Primary keys only need to be unique; there’s many characteristics they often have but don’t need to have
There is often a misunderstanding about primary keys in database tables. Primary keys identify rows uniquely, so the only property they have to obey is they must be unique.
Primary keys don't have to be numbers. But if they are, here are a few properties these numbers don't have to have:
- Numerical PKs don't indicate ordering, i.e. which row was inserted first.
- Looking at the highest PK value doesn't indicate the number of rows created (cardinality).
- There are not guaranteed not to be "holes" in the numerical sequence: e.g. row 11 and row 13 exist, but row 12 doesn't.
In addition to PKs not having to have these properties, there are good reasons why auto-generated PKs actually don't have them practice.
Many types of systems (for example websites, or the central transaction database of a supermarket) measure their performance not by the duration of a particular transaction (0.10s or 0.08s doesn't make a big difference) but measure their performance by concurrency, which influences the throughput, i.e. if you can handle 100 or 1,000 transactions per second.

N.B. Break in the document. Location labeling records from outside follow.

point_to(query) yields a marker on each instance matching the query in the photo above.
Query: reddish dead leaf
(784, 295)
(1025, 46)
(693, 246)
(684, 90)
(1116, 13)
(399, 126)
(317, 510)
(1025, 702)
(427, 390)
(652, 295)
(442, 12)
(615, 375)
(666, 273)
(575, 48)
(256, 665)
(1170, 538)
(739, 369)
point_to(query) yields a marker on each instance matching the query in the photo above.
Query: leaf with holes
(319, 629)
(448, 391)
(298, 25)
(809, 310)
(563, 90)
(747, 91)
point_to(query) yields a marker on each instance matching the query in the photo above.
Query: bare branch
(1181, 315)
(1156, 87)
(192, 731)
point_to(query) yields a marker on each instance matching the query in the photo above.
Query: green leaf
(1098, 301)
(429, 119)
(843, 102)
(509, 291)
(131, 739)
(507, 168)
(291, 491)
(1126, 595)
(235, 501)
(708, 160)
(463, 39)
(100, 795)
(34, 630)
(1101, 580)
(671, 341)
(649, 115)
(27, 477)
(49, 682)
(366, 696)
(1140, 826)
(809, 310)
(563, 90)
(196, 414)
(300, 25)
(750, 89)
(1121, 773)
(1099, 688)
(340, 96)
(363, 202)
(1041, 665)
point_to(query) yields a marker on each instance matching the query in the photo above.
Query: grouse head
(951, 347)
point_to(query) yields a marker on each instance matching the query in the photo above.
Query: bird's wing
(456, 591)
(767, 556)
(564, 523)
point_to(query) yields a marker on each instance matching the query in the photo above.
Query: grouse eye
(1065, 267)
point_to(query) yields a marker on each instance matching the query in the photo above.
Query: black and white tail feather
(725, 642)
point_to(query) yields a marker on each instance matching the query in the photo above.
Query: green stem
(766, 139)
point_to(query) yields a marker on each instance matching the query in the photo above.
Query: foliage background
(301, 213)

If all data and locks which are system-wide are stored on the database, then all other parts of the system (web servers, application servers, cash tills) can be independent of one another. If the performance of system were limited by one of these non-database parts, one can improve the throughput of the system (although not the duration of individual transactions) by increasing the concurrency, i.e. simply adding more of these non-database parts in parallel. (Surprisingly, the case in one system I'm building, concerning simulation of many different mobile phone tariffs for a particular phone usage scenario, this is indeed the case: the slowest part by far is the application server)
Increasing the concurrency in the database, on the other hand, is not such an easy task. One can't just split the data up into different databases: unique constraints must be enforced over all data, referential integrity (foreign keys) must be enforced over all data, locks must be system-wide (e.g. "does user X have enough money? first lock, then check, then take away money, then unlock")

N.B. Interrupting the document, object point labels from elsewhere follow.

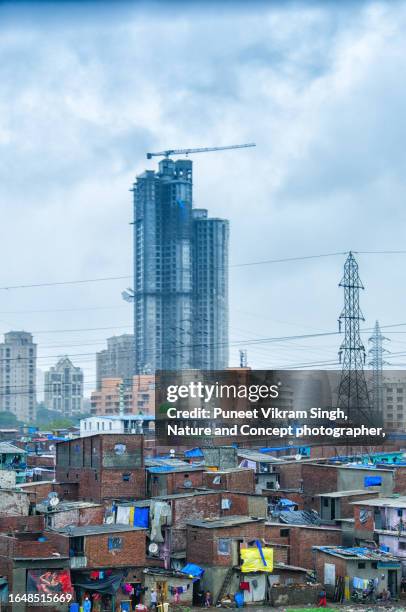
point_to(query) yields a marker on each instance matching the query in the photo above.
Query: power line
(238, 265)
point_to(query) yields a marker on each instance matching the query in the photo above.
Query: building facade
(63, 391)
(394, 404)
(117, 361)
(137, 398)
(180, 275)
(18, 361)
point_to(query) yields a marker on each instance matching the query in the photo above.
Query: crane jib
(169, 152)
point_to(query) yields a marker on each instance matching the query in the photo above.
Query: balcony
(78, 562)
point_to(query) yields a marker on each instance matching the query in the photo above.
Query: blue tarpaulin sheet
(194, 452)
(141, 517)
(193, 570)
(372, 481)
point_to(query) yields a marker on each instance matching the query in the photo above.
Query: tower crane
(199, 150)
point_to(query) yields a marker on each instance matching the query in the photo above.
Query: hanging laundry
(123, 515)
(161, 514)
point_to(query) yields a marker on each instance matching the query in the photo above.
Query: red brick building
(105, 466)
(104, 546)
(301, 539)
(24, 552)
(233, 479)
(218, 542)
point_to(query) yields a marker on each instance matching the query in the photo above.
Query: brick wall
(27, 546)
(346, 507)
(400, 480)
(290, 475)
(202, 544)
(321, 558)
(176, 481)
(368, 514)
(301, 540)
(280, 553)
(77, 516)
(98, 464)
(195, 507)
(38, 491)
(21, 523)
(132, 552)
(242, 480)
(296, 497)
(319, 479)
(98, 484)
(274, 533)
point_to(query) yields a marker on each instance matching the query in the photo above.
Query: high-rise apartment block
(180, 275)
(117, 361)
(113, 397)
(18, 357)
(394, 404)
(64, 388)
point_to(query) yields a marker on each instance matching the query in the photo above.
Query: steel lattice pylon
(377, 362)
(353, 396)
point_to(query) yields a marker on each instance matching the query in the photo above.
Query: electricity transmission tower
(353, 395)
(377, 362)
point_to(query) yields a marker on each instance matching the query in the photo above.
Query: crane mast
(198, 150)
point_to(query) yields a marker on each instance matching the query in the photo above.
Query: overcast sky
(86, 90)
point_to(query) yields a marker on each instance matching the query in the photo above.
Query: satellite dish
(53, 501)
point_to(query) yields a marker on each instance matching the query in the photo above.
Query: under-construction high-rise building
(180, 275)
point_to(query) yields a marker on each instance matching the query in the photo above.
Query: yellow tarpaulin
(253, 562)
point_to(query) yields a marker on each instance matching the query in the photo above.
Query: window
(115, 543)
(223, 546)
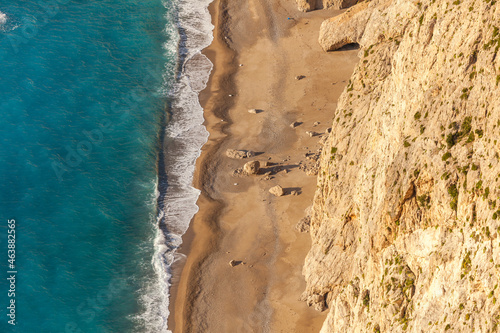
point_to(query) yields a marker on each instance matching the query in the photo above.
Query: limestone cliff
(406, 219)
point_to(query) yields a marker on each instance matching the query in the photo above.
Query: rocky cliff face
(406, 219)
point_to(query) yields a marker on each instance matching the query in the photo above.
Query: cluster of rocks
(239, 154)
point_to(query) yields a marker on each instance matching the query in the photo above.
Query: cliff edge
(406, 218)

But there are techniques available:
- Is the limiting factor the database CPU? If so, more cores can be added. If that limit is reached, an expensive cluster-database can be used. But, in my opinion, database should be storing and reading the database, and not doing CPU-intensive processing. If the processing is done by the application servers, then they can easily and cheaply be scaled, as stated above.

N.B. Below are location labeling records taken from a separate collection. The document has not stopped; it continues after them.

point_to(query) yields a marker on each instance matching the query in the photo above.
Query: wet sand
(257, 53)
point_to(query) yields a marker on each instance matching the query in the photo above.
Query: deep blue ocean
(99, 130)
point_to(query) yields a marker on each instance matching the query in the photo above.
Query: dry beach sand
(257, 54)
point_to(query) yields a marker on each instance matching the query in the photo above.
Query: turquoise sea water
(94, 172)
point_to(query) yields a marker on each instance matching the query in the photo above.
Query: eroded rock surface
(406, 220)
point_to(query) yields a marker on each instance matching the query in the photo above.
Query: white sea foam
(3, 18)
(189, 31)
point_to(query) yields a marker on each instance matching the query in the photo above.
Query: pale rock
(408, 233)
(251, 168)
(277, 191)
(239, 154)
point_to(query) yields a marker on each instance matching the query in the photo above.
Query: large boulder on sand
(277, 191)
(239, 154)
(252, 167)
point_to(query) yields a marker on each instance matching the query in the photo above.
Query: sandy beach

- Is the limiting factor the disk? One can add more disks, which can physically read/write at the same time. And this is really the (concurrency-reducing) contention point on most databases, and as databases are the contention point of the whole system, and as concurrency is the objective of scalability: Disk contention is the main focus of my work when I do performance consultancy.
So, given that the main contention point is the database, and that multiple parallel CPUs and multiple parallel disks are in use, it would be unfortunate to make e.g. one disk wait for the other to finish. It should be possible that both disks are in use at the same physical moment in time.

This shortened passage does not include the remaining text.